Manning threw an interception in the game’s first minute – to perpetual nemesis Asante Samuel, who’s now picked him off four times – and the quarterback didn’t get any better as the game went on. The final line on his worst game of the season: 13 of 25, 161 yards, no touchdowns, two interceptions and a 38.9 passer rating.
The rest of the offense wasn’t much help. Atlanta held the ball nearly twice as long as New York, and the Giants totaled only 97 yards rushing with a lost fumble. And the defense couldn’t stop Atlanta either on the ground or in the air, as Matt Ryan threw for three touchdowns and an 82 percent completion rate.
It wasn’t supposed to be this way. The Giants were coming off a thorough dismantling of New Orleans and Drew Brees, facing a team that they’d destroyed last season, a team with far less motivation than New York for playing hard. Or so conventional wisdom ran.

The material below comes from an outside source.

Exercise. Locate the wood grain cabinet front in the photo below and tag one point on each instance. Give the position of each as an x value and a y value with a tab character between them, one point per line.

"I think the team was focused," Manning said afterward. "We had a good week of practice and we were prepared to play. We just didn’t make the best of the circumstances that we were in."
That passive-voice construction – "the circumstances that we were in" – belies the fact that the Giants were victims of their own incompetence. They had opportunities early; Atlanta's run defense in the first quarter had all the rigidity of finish-line tape. But missed reads, wrong routes, curious play calls and poor pass defense doomed the Giants by halftime.
The temptation for Giants fans is to shrug and say, no sweat, this is how we roll … show up late and win Super Bowls. Jason Pierre-Paul, for one, is having none of that past-history talk.
"[It] don’t mean nothing," he said. "Last year is last year. Forget that. I’m tired of hearing that. We’ve just got to go out and get it done THIS year."
Still, the Giants do have that late-bloomer rep, which is enough to give other teams pause. The Falcons are smart enough not to even hint at this being revenge for their ugly playoff loss in January, a 24-2 drubbing where the only points Atlanta could manage came on a Manning intentional-grounding safety.
Atlanta needs only one more win to clinch home-field advantage throughout the NFC playoffs, but even so, the Giants have a way of worming into the playoffs and then causing carnage once there. The last thing the Falcons want is to meet a motivated Giants team in January – it’s the reason Atlanta took two knees to close out the game. Domination is one thing, humiliation another.
So where does New York go from here? With two games left and a playoff spot in the balance, the Giants need to win out or hope that the Redskins, Vikings, Bears or Cowboys don’t go on a run. Before then, though, they’ve got some soul-searching to do.
"We’ll come in tomorrow," tight end Bear Pascoe said, "look at film, detail it out, see what we did right and what we did wrong – "
Wait a minute. What they did right? What was that, exactly?
Pascoe smiled a wry smile. “There must have been something. Some little thing. We’ll start there.”